Kernel slab allocators (dentry cache, inode cache) can consume significant memory.

slabtop -o -s c 2>/dev/null | head -15 || cat /proc/meminfo | grep -E 'Slab|SReclaimable|SUnreclaim'
Expected: SReclaimable is memory the kernel can free under pressure. SUnreclaim is memory the kernel needs. Large slab usually means many files/inodes in cache.

Force the kernel to drop file caches. Only for emergencies — the system will rebuild caches and may slow down temporarily.
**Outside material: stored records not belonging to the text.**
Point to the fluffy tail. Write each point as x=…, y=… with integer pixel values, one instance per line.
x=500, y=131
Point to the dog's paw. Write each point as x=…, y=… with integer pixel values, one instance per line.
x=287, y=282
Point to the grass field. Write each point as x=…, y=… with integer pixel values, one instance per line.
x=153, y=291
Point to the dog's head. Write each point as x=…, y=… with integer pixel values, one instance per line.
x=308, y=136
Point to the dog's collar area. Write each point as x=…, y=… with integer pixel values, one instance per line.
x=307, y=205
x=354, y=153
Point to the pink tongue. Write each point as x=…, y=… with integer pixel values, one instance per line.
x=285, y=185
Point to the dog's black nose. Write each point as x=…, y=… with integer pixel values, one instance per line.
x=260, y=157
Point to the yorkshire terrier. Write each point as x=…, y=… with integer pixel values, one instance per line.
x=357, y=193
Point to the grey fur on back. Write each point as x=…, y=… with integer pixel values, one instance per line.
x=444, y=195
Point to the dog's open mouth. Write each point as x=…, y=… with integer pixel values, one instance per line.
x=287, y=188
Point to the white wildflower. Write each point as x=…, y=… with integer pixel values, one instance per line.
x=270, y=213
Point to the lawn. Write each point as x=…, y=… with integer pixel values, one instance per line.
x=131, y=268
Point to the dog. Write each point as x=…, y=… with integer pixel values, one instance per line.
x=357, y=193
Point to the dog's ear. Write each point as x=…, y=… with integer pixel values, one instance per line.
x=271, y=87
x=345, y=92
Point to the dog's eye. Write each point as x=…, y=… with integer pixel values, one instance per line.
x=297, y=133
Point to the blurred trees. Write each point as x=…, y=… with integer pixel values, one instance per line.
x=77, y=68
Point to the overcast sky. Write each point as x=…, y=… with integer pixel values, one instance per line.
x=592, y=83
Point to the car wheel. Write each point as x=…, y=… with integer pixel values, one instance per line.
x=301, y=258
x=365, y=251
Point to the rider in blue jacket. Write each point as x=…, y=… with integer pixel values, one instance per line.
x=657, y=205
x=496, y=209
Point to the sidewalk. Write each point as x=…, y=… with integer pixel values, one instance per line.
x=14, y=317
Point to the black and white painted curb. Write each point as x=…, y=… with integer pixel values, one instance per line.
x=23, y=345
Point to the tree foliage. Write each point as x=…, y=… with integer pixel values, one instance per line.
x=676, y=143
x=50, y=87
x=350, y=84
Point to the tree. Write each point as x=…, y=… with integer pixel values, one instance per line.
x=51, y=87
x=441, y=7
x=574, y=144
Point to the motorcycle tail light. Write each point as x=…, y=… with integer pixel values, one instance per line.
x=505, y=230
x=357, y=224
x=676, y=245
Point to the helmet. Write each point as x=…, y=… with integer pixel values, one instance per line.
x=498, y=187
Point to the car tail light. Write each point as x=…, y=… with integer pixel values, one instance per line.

# Check reclaimable cache:
free -h | awk '/Mem/{print "Reclaimable cache: " $6}'

# Drop page cache, dentries, and inodes:
sync && echo 3 > /proc/sys/vm/drop_caches && free -h
Expected: 'Free' memory increases after dropping caches. This is a temporary fix — investigate the root cause.
Dropping caches causes temporary I/O performance degradation as the system re-reads frequently accessed files from disk. Only use in emergencies.

Apply the appropriate fix based on your diagnosis.

# Kill a runaway process:
kill -15 PID  # graceful
kill -9 PID   # forced

# Restart a leaking service:
systemctl restart SERVICE_NAME

# Set memory limits for a service:
systemctl edit SERVICE_NAME
# Add: [Service]\nMemoryMax=2G\nMemoryHigh=1.5G
Expected: Memory should stabilize after killing the offending process or restarting the service. Use systemd MemoryMax to prevent recurrence.